In article ape@epiwrl.entropic.com, kenh@entropic.com (Ken Hornstein) writes:
>In article <CHRISB.94Nov1123540@stork.cssc-syd.tansu.com.au>,
>Chris Bitmead <chrisb@stork.cssc-syd.tansu.com.au> wrote:
>>In article <38up48INN1o5e@rs1.rrz.Uni-Koeln.DE> se@FileServ1.MI.Uni-Koeln.DE (Stefan Esser) writes:
>>
>>>The filesystem is one of the parts, where 
>>>BSD is far more advanced than Linux, in 
>>>both speed and robustness (nobody in their
>>>right mind would use the option to switch 
>>>off synchronous metadata updates under BSD,
>>>since this might void your filesystem in 
>>>case of a crash, as is the default under
>>>Linux).
>>
>>Nobody in their right mind would want it turned on since it could cause
>>crap meta-data if the system crashes. Better to do it the other way round.
>>Write your data first and then update your meta-data.
>
>There's one thing about this approach that I don't understand: if you write
>your data blocks first and your system dies before the meta-data gets written,
>how do you know where the data blocks are?  If you write the meta-data first,
>your filesystem recovery program can at least figure out if your meta-data
>is bogus or not.
>
>Polite replies welcome.
>

Right. If you write data first, then metadata, and your system crashes in between,
then you might end up in a situation, when the filesystem seems normal, but 
somewhere there is wrong data written. In other words, that write, when the os
crashed, looks to be completed successfully, when in fact it isn't. 
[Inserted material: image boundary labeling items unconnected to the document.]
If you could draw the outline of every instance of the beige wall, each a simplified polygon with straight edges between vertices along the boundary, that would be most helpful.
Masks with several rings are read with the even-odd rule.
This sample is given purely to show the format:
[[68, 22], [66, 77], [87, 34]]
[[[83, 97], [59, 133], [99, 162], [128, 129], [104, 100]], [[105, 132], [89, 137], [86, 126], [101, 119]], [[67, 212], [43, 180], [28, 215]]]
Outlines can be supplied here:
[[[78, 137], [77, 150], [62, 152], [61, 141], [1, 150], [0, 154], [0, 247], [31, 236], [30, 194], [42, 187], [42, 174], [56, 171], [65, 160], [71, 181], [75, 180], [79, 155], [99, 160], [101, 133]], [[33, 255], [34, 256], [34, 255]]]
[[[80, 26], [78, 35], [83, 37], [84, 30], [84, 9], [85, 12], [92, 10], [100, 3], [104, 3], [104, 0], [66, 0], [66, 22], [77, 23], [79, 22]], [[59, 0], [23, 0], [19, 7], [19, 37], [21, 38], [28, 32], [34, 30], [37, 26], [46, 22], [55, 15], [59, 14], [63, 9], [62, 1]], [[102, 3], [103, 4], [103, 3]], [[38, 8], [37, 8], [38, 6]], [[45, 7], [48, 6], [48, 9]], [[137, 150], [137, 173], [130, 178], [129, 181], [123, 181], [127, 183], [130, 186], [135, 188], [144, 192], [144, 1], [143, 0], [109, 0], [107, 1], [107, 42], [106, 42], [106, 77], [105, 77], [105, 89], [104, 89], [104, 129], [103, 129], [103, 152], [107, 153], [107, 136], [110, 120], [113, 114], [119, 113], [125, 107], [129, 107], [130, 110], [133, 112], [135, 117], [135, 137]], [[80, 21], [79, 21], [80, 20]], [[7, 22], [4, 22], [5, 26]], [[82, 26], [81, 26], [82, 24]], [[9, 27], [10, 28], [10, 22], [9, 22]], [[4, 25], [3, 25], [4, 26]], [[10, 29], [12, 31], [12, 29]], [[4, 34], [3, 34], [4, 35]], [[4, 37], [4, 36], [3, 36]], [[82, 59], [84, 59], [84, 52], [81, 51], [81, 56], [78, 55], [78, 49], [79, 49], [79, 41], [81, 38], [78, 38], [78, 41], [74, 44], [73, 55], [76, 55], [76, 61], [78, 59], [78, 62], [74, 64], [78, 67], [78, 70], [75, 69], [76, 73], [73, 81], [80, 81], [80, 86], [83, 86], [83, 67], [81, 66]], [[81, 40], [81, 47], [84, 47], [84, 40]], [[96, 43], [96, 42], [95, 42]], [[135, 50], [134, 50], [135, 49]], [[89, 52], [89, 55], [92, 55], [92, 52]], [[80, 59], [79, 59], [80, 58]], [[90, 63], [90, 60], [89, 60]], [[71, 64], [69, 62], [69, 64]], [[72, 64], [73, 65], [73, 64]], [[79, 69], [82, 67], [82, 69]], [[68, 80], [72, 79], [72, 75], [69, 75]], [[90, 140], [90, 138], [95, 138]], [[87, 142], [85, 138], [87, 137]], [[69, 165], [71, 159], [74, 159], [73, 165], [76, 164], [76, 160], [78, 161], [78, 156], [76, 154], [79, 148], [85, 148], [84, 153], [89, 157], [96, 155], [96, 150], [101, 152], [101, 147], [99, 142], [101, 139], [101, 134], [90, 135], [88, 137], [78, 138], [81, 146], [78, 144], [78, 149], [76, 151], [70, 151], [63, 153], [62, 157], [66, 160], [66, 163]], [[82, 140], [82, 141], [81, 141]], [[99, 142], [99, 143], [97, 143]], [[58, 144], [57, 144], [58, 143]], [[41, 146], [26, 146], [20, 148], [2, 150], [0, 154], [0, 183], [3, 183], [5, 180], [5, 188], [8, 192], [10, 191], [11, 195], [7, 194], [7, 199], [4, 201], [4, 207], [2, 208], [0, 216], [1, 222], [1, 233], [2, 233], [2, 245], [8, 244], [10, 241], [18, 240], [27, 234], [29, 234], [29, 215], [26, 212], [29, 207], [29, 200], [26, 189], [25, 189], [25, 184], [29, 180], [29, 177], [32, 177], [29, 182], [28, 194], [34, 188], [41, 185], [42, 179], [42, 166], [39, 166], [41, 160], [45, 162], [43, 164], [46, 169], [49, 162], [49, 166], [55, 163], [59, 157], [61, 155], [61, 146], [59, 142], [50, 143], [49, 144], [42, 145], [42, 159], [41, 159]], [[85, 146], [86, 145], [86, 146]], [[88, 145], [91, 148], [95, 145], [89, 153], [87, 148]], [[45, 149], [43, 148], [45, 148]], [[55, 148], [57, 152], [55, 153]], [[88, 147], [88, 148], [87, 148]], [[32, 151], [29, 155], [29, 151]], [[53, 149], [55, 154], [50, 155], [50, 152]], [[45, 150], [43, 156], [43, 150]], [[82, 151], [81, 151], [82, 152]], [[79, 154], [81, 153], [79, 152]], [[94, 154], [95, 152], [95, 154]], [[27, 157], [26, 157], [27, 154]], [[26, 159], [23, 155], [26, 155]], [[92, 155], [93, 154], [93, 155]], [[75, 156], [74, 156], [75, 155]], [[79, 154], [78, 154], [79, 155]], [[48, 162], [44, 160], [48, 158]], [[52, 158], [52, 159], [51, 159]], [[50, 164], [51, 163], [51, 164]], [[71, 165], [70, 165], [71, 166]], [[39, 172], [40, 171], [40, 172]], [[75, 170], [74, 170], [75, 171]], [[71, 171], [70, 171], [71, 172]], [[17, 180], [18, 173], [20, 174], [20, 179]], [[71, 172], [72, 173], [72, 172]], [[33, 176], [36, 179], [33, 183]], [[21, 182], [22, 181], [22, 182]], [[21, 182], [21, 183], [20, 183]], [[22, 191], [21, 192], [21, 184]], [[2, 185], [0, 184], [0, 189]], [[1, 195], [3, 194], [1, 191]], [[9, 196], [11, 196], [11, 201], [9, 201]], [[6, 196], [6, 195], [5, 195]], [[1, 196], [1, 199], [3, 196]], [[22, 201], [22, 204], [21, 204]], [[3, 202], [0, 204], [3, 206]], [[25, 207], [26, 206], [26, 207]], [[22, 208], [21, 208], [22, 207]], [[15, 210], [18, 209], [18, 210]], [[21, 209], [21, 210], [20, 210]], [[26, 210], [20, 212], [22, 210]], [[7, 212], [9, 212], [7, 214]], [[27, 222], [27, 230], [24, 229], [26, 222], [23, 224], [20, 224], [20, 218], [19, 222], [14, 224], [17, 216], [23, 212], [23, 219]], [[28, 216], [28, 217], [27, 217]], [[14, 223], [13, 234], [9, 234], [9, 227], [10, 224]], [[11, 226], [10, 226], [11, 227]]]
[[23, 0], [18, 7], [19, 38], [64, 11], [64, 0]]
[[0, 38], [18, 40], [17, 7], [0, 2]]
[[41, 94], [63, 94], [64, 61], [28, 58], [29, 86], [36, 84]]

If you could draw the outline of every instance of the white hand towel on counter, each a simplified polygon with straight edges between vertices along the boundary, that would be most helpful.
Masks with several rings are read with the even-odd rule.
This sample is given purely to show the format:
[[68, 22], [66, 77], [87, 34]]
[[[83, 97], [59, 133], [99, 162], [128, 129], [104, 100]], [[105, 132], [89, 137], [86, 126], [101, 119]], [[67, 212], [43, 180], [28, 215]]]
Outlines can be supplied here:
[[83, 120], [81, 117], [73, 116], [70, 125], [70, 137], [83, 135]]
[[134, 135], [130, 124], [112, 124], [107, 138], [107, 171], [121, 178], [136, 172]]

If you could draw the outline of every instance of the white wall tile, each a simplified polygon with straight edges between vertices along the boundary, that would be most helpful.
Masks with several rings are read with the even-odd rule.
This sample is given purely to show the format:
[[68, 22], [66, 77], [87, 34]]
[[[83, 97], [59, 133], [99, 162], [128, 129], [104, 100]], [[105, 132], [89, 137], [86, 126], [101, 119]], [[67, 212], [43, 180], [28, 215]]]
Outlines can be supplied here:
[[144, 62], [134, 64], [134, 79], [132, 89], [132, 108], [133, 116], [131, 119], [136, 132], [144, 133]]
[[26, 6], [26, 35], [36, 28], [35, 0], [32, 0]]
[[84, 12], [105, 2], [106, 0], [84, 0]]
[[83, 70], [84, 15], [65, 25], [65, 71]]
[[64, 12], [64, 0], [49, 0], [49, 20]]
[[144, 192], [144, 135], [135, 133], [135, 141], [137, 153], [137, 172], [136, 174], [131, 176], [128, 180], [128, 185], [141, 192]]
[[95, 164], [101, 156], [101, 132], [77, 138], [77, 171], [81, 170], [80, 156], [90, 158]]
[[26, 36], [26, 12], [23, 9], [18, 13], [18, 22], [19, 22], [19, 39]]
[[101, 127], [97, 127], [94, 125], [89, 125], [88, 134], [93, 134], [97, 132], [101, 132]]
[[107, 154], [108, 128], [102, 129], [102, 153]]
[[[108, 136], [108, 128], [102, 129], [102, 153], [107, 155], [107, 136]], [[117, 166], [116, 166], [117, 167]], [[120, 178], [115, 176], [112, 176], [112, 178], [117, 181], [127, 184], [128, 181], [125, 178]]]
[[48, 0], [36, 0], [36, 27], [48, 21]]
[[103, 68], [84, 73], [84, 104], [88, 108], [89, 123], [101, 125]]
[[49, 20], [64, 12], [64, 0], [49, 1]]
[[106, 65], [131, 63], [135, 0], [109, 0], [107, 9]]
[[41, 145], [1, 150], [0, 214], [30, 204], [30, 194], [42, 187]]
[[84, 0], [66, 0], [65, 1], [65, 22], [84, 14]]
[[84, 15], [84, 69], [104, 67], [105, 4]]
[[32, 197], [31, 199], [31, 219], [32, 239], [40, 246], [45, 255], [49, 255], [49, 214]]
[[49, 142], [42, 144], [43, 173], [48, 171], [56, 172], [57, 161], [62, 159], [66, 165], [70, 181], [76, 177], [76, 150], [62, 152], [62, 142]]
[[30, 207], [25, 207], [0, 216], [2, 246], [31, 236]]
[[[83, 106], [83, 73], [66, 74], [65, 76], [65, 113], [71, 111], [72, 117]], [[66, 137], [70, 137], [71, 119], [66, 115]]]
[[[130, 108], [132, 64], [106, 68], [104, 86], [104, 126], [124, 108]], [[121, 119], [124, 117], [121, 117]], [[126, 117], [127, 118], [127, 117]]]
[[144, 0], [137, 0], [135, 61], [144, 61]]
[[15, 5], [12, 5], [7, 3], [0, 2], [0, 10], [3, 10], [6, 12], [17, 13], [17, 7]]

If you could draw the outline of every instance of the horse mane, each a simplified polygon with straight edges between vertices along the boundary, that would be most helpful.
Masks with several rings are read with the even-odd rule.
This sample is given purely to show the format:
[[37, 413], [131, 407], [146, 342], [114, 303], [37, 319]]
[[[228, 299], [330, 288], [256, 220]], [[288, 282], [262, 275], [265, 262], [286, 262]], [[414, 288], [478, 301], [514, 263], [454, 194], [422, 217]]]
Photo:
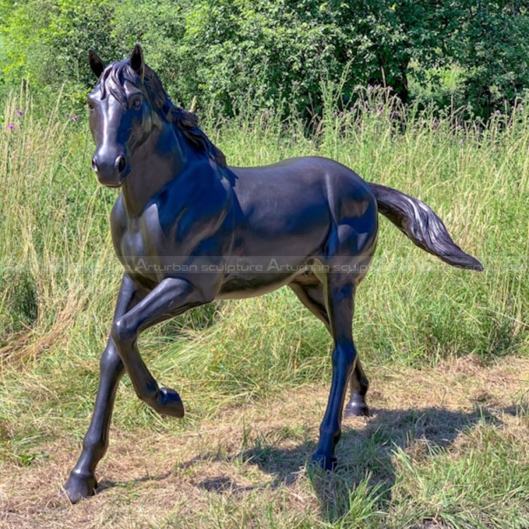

If you write metadata first, this is much less likely to happen.

Since i haven't used linux extesively, i can't comment on it, but i did experiment
with NetBSD a lot, including testing fs reliability (for example by pressing
reset in middle of heavy disk activity) and never ever lost files. The worst thing
that ever happened is that one file ended up in lost+found. 

By "never losing files" i mean that i never lost any file that was already on 
the disk, and never got corrupted files.
So for example during a compile i either got a good object or no object at all.
This means that if the object is there, then it is not corrupted.

BTW.: anyone experimented with NetBSD's (4.4BSD's) lfs, concerning reliability?